Where can I get a copy of this zine?


These sound a lot like the liner notes from Springsteen’s The River album…


Is there a link to buy the zine?


Speaking of “publishing the written works of a machine”
I am reminded of Racter’s book, “The Policeman’s Beard is Half Constructed.” A few quotes…

Slice a visage to build a visage. A puzzle to its owner.

Enthralling stories about animals are in my dreams and I will sing them all if I am not exhausted and weary.

I was thinking as you entered the room just now how slyly your requirements are manifested. Here we find ourselves, nos to nose as it were, considering things in spectacular ways, ways untold even by my private managers. Hot and torpid, our thoughts revolve endlessly in a kind of maniacal abstraction, an abstraction so involuted, so dangerously valiant, that my own energies seem perilously close to exhaustion, to morbid termination. Well, have we indeed reached a crisis?

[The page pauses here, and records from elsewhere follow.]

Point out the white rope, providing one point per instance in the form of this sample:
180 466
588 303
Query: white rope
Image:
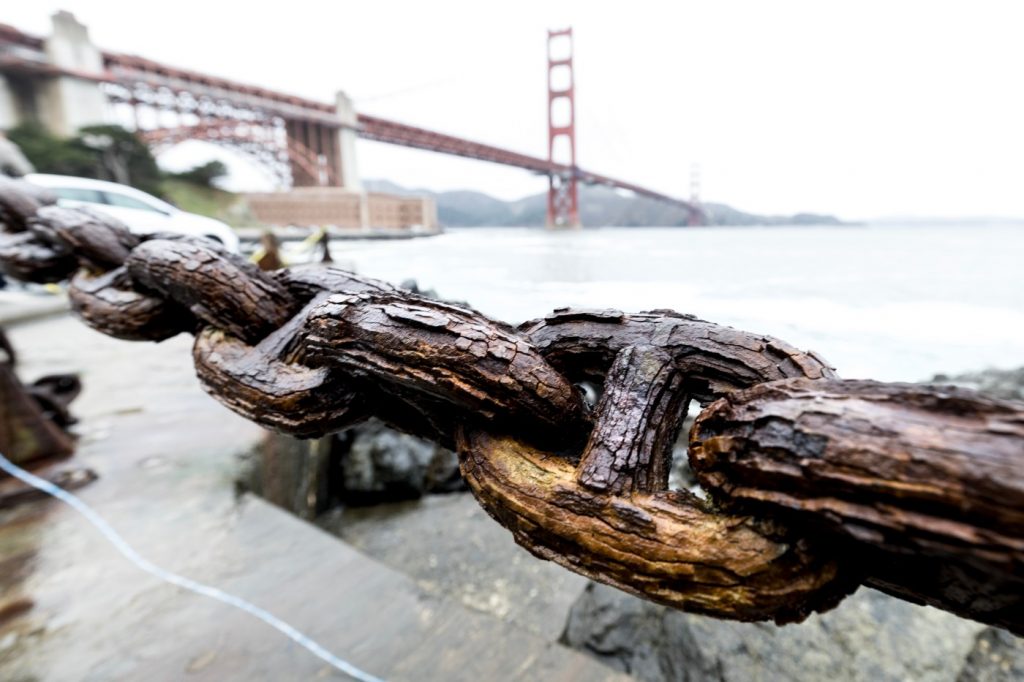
199 588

Check out the book here: The Policeman’s Beard is Half Constructed
The Amiga version is here: Racter by Mindscape


You’re not going to have time enough to read it.


This would be a great learning tool if you managed to deconstruct how it was written and the “reasoning” behind it

@teodorberto. I think the whole point of machine learning is that it’s a black box. It’s not “how it’s written,” because it isn’t written. It’s not an algorithm as we understand it.


Speaking as a person reading BoingBoing because I am completely stuck on a machine learning project which resolutely and robustly will not do what it ought to do…

Machine Learning programs are not good analogues for our brains. They have a lot more structure. They are generally either training or predicting, but not both. They are digital, which allows us to trace what is going on with precision. They are all written programs, and they are generally trained with a particular outcome in mind. Here, the aim is to produce good text, and the strange, wandering narrative is probably because it was given “what will happen to me?” with no backstory.

Someone said that thermodynamics owes more to the steam-engine, then the steam-engine owes to thermodynamics. Maybe AI will do the same for our understanding of intelligence. Or maybe we will go from "brains can do this, but we don’t know how’ to ‘brains and some computers can do this, but we don’t know how’. Fun times, though.


If we want programmes that are good analogues for our brains we should probably go for artificial stupidity.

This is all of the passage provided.